Mientras tanto y ante el empuje de los nacionales, mi madre llegó a Santander y ahí nací yo en pleno bombardeo de la ciudad por los nacionales el 28 de noviembre de 1936. Estuvimos como refugiados una temporada en casa de unos amigos. Allá se enteró mi madre por un compañero de armas de mi padre que éste se encontraba en La Pellice reponiéndose de una dislocación, que no de herida de guerra. Le advirtió que en Santander no estábamos seguros y que nos fuésemos a Francia. Mi madre embarcó en un barco pesquero con la idea de encontrar a mi padre y escapar cuanto antes. No lo consiguió. El crucero franquista “Almirante Cervera” nos cerró el paso en aguas internacionales, llevándonos presos a Vigo. Allí nos internaron en un convento de monjas reconvertido en prisión de mujeres. Me contaba mi madre que cuando salía al pasillo las monjas se echaban las manos a la cabeza gritando asustadas “que sale la roja” (hoy en día a la roja se le recibe de otra forma)

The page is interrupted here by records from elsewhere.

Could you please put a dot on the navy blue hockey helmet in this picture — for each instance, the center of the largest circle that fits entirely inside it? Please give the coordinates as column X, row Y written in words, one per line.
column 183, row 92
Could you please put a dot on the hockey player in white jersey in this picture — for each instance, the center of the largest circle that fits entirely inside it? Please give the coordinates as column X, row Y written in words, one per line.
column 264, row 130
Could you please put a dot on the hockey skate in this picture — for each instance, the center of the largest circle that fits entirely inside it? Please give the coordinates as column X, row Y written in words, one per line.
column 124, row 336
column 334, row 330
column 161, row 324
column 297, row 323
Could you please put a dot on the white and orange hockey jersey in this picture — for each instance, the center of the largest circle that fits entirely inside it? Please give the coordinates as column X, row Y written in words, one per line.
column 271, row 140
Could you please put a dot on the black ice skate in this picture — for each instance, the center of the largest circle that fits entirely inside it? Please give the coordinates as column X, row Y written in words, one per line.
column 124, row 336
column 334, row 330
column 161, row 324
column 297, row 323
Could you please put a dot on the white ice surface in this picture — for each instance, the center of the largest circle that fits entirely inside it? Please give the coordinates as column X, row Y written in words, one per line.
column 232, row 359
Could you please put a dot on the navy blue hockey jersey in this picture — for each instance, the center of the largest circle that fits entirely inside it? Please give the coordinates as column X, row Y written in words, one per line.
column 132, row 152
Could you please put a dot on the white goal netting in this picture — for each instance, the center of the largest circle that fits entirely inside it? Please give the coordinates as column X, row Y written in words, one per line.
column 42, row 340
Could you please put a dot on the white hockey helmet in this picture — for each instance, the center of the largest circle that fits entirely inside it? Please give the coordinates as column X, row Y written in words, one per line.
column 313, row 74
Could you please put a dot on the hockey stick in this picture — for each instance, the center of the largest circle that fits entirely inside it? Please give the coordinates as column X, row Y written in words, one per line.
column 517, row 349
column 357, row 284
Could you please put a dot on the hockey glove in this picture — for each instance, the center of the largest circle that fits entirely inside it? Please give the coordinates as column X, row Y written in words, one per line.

Cuando nací mis padres en el registro civil de Santander me pusieron el nombre de Urales. En la partida de nacimiento en el margen de la izquierda hay un anexo que dice: “Nota, en cumplimiento de la Orden del Ministerio de Justicia de 9 de febrero de 1939 se procede a anular el nombre del inscrito por ser de los declarados ilegales imponiéndosele el de Gregorio conforme al artículo 3º de la citada Disposición Legal. Santander 29 de abril de 1939 Año de la Victoria.” Me robaron el nombre impuesto por mis padres: Urales. Y por arte de birlibirloque pasé a llamarme Gregorio. Al cambiar los nombres inscritos en el Registro, no se rompían la sesera ni consultaban con nadie. Iban al santoral y aplicaban el inscrito el santo de tu nacimiento. Así de sencillo. Pero ahí no acaba todo, más adelante explicaré el porqué.
Al tiempo, llegamos a Iguzquiza donde mi madre tenía familia. Yo a tenía dos años y llegó la hora de bautizarme. Me pusieron José Pablo: José por mi padre y Pablo por mi abuelo. Y de ahí vino el conflicto. Al llamarme a filas buscaban a Gregorio y sólo existía José Pablo, como me llama en casa habitualmente mi familia. Así que me llamo Gregorio José Pablo sin añadir el nombre de Urales. Debería llamarme Urales Gregorio José Pablo. Pero bueno, dejémoslo estar. Fuimos a vivir a Estella, de donde yo me considero, y vivíamos con la abuela Teodora, madre de mi madre. Vivíamos en la Plaza de Santiago número 31, en la Cuesta de Entrañas, justamente en la casa popularmente conocida como Casa Lorente.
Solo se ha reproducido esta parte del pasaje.